BI (RSS)

SSIS BUG - Migrate DTS 2000 Package fails when pulling packages with trailing blanks

So today I was testing out the SSIS "Migrate DTS 2000 Package" wizard.  I went through the following steps:

1.  In BIDS, I right-clicked the SSIS Packages folder in the Solution Explorer.

2.  Selected Next at the Wizard intro.

3.  Selected the source location (where I'll be pulling the packages from).

4.  Selected the destination location (the folder where the converted packages will reside).

On the next dialog box I'm supposed to see a list of DTS 2000 packages on the source SQL Server instance, but instead I get the error:

"Index was out of range. Must be non-negative and less than the size of the collection.

Parameter name: index (mscorlib)"

After digging through the newsgroups, I found a tip that this was caused by trailing blanks in the DTS package names.  I ran the following query to identify the offending packages:

SELECT DISTINCT name
FROM msdb.dbo.sysdtspackages
WHERE name LIKE '% '

After renaming the packages (removing trailing blanks) - the List Packages dialog box worked!  Thanks Koni Kogan!

Loading legacy data? Use control files...

If your data warehouse or data mart is populated from external legacy files, be sure to request a control file too.  By control file, I mean a file that contains the name of files they plan on sending and their associated row counts.

FTP processes can be interrupted.  Files get corrupted.  Using a control file adds an extra layer of data integrity and protection, as you can build in logic to ensure that what you have received is what you should have received.  If the row counts don't match, you can short-circuit your load process rather than load incomplete or partial result sets.

Ever try to back out bad or partial data from a big data warehouse?  It isn't fun.  Use a control file to prevent the partial or bad data from entering your tables in the first place.

The process I use, at a general level, is as follows:

1. I create a DTS package that uses an ActiveX script to check for the arrival of a "new" control file.  If the file isn't there, the ActiveX script returns an error.  This package is scheduled in a SQL Server Agent job step, which will "on failure", keep re-trying until the control file arrives.

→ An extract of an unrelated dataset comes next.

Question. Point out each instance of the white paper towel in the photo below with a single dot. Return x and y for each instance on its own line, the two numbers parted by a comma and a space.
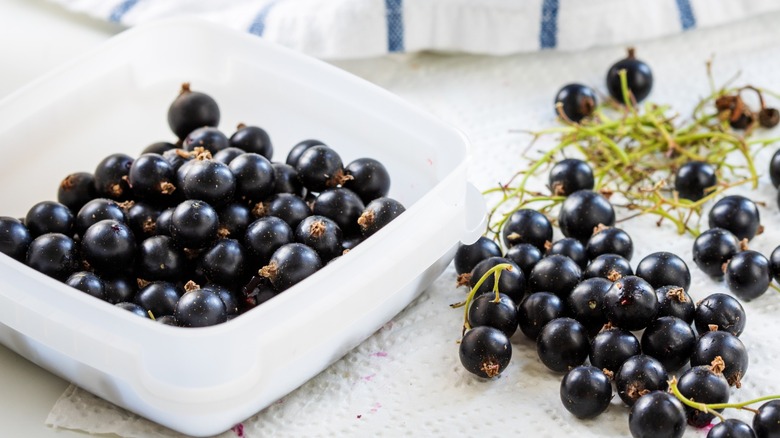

I have the retry interval set to every minute - because the file arrival times vary - and I wan't to process files as soon as possible.

2. Once the file arrives, the SQL Server Agent job kicks off the consecutive packages. These packages load the individual files into the staging database (including the control file).

3. After the data is loaded, I then use a  stored procedure to check the row counts of the SQL Server staging tables versus the control file.  If there are issues, I raise an error and none of the data is processed.  If no issues, however,  I continue on with loading the dimension and fact table data.